Lobotomies have largely fallen out of practice since the 1950s. But why? It seems like such a good idea!

Taken from Walter Freeman's Medical Manual, p. 9.

Just The Facts

  1. Patients rarely consented to lobotomies, but they were performed anyway
  2. It is unknown how anybody could have possibly thought this was a good idea
  3. Maybe they were high?

What is a Lobotomy?

A lobotomy is defined as someone calling themselves a doctor disconnecting (violently hacking) the connections between a patient's prefrontal cortex and the rest of his or her brain. When this procedure was for some reason considered viable, it was used to "cure" schizophrenia, clinical depression, and various anxiety disorders. Seems like a good idea, considering this is the part of the brain largely responsible the "orchestration of thoughts and actions in accordance with internal goals." Right?

No. Not right, you goddamn psycho. Wrong.

First of all, there's this little thing I like to call an "ice pick lobotomy." Now, it would be nice to say that this name is some kind of misleading medical jargon, that "ice pick" is just another word for "lollipop." But there's absolutely no way around it. The ice pick lobotomy is exactly what it sounds like. The practice was started by the one and only Walter Freeman, great American hero. He used a common ice pick, a common rubber mallet, and no common fucking sense. It's hard to imagine the kind of dialogue during one of these delicate procedures, but we'd imagine it went a lot like this:

Dr. Freeman: Ice pick.

Assistant: [hands "Dr." Freeman ice pick]

Dr. Freeman: Rubber mallet.

Assistant: [hands over the rubber mallet]

Dr. Freeman: [hammers ice pick into patient's brain through right eye socket]

Assistant: What the fuck are you doing, sir!?

Dr. Freeman: What did you expect, dipshit? I asked you for an ice pick and a rubber mallet, didn't I? Now shut the hell up and let me do my job.

The procedure is pretty self-explanatory.

Now, if sense was measured in ounces, the concept doesn't even make a goddamn ounce of sense.
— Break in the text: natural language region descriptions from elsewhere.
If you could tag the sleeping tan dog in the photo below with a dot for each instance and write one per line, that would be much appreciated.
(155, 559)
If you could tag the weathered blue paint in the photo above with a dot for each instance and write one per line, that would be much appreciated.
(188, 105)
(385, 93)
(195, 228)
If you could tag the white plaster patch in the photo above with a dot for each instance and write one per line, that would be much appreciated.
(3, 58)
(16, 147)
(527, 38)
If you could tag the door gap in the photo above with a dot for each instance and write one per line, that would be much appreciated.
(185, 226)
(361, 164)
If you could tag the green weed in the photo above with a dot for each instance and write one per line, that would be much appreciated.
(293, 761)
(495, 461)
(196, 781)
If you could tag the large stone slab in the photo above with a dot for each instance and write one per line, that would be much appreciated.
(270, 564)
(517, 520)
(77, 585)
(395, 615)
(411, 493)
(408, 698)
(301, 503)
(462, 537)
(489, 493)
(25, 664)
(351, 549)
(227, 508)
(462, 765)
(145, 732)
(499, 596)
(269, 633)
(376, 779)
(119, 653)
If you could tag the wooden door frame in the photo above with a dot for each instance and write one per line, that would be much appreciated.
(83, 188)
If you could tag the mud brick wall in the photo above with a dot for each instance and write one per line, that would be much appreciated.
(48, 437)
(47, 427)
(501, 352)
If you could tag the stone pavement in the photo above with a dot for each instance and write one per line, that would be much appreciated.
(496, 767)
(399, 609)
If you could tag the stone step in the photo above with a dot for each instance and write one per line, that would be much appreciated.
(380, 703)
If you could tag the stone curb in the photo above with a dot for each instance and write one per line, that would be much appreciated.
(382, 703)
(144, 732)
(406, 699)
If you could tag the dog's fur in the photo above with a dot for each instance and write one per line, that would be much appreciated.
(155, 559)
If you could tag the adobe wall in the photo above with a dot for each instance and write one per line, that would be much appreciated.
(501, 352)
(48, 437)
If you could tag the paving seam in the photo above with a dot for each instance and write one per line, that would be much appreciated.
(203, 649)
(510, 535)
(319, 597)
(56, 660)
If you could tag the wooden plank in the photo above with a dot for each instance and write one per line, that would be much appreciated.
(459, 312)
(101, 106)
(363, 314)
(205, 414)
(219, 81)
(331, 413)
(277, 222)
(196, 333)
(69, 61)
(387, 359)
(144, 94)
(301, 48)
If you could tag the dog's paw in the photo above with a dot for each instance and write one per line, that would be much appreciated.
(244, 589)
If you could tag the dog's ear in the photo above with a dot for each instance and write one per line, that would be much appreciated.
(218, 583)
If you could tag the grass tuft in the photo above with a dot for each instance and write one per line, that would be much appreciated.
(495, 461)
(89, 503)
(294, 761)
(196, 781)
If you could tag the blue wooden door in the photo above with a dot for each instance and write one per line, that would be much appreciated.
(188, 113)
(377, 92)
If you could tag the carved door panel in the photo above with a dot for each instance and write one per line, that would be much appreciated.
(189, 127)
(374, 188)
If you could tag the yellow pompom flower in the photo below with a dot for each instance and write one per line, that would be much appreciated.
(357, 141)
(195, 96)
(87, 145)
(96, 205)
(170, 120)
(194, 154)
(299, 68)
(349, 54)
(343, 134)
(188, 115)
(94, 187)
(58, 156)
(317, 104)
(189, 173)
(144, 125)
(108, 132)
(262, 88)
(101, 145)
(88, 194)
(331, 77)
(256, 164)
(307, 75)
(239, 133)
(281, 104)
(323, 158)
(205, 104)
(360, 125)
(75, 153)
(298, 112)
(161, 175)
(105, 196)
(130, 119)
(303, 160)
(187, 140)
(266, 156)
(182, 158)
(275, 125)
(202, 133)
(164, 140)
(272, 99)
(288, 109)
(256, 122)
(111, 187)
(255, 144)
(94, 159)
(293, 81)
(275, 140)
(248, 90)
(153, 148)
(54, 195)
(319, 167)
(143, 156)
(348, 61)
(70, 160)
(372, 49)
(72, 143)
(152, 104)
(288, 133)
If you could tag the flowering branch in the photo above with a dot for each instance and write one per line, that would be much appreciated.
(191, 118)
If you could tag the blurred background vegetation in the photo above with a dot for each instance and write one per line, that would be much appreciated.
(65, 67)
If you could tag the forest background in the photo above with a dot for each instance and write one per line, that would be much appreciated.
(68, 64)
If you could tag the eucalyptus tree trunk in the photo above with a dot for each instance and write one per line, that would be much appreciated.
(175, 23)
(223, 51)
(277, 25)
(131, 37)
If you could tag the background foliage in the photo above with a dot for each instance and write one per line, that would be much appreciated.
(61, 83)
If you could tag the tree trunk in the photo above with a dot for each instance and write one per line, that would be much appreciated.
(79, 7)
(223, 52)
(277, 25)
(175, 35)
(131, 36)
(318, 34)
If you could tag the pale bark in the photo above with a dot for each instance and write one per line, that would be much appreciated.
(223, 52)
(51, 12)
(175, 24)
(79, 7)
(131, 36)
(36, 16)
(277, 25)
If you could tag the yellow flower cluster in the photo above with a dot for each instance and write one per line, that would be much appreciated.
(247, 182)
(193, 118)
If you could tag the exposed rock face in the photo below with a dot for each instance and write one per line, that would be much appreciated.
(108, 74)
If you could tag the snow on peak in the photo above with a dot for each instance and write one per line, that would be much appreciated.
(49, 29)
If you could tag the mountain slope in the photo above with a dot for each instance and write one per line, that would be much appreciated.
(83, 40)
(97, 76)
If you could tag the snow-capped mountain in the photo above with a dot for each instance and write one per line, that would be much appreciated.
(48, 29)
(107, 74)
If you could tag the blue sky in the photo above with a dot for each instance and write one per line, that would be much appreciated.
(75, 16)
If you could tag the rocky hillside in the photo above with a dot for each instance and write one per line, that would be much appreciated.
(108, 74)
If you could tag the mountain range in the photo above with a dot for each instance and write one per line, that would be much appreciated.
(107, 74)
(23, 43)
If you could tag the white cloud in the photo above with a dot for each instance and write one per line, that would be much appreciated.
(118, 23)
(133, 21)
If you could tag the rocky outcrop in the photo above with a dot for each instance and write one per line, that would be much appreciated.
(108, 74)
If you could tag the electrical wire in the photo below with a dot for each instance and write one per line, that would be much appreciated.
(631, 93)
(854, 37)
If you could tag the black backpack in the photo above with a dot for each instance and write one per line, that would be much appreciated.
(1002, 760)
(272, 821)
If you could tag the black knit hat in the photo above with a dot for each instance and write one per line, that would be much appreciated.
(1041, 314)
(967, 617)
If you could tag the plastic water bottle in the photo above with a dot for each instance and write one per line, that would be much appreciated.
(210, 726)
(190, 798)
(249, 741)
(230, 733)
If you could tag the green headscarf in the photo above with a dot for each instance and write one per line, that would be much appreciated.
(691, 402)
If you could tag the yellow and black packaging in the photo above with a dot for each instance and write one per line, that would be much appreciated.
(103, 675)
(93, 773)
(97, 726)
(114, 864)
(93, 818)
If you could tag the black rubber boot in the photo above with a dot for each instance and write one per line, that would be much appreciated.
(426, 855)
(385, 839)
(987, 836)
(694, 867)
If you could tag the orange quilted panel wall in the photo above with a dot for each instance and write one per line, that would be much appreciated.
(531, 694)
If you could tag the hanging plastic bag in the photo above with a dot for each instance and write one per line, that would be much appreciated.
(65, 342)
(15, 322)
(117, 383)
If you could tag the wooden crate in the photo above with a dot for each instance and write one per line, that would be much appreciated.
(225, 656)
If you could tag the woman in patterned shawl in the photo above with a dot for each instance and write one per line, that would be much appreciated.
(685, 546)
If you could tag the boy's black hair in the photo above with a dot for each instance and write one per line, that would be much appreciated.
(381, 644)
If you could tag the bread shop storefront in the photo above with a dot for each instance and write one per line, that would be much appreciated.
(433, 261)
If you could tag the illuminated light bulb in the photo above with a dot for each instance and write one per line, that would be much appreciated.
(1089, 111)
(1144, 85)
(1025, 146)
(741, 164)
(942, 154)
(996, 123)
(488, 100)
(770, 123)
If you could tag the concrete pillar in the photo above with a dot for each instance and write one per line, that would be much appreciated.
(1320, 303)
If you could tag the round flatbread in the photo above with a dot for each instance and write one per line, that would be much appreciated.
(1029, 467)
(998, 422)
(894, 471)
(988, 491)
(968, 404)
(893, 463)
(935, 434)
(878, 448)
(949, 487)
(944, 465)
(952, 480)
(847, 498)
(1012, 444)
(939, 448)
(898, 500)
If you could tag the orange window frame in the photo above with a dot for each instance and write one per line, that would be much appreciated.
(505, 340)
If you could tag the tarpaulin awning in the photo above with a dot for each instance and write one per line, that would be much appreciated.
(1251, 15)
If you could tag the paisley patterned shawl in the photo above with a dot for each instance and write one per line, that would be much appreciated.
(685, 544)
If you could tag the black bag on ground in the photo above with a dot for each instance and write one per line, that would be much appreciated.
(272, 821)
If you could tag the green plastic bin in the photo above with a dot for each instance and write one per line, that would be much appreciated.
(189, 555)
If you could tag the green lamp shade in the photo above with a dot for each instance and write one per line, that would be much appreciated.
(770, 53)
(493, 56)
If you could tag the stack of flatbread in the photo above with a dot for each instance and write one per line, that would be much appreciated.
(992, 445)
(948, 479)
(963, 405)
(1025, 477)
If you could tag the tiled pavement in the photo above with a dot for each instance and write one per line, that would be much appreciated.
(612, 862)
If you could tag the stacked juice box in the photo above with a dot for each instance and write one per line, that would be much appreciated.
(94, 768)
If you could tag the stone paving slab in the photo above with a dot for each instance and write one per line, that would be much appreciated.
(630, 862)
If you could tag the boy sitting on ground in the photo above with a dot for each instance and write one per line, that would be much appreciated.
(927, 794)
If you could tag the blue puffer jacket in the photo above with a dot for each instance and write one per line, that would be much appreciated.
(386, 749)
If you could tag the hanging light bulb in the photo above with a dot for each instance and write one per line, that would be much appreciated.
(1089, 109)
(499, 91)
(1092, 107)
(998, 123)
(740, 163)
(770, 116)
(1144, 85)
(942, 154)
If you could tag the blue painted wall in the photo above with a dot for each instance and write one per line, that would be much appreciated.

The whole reason anybody thought it worked was because someone at Yale ice-picked a chimp's brain...and discovered that while their learning ability was greatly diminished, their emotional states were greatly altered. No shit, really? Altered how? Like, in the way where they're stumbling around clamoring for flesh because they've been made into zombies, you fucking dolts? Of course, Egas Moniz wasn't going to let that stand between him and his Nobel Prize.

Egas Moniz

Devastated by his Nobel Prize snubbing (presumably for his revolutionary "rub some dirt on it" stitching technique), Moniz was determined to come up with another preposterous idea to win over the committee (the Nobel Prize is voted on by a committee, right?). How did he do it, you ask? It's simple really. Moniz suggested tthat, what better way to cure schizophrenia than by injecting pure alcohol in the brain? Moniz won his Nobel Prize in 1949 for this suggestion. Let it be repeated. Moniz won his Nobel Prize in 1949 for this suggestion. While this is slightly less terrifying than William Freeman's ice pick method, it does not excuse the fact that it's completely fucking retarded.

No caption needed

What's really baffling about Moniz is the way he determined it could be a good idea--assuming, of course, he actually thought it was a good idea. In 1890, a man named Gottlieb Burckhardt performed what he called "partial leucotomies" on six patients. For the lay man, this is essentially the same thing as a lobotomy. Two wound up dead, and the other four "exhibited altered behavior." We begin to sense a theme, and it's this whole "altered behavior" thing. And since researching the exact meaning of "altered behavior" was too much like doing his actual job, Moniz decided "fuck it" and just went for it. He found out, first hand, that "altered behavior" is medical balderdash for "seizures, pants-shitting, and death." Again, we need to ask the question.

How the FUCK did doctors think this would be a good idea?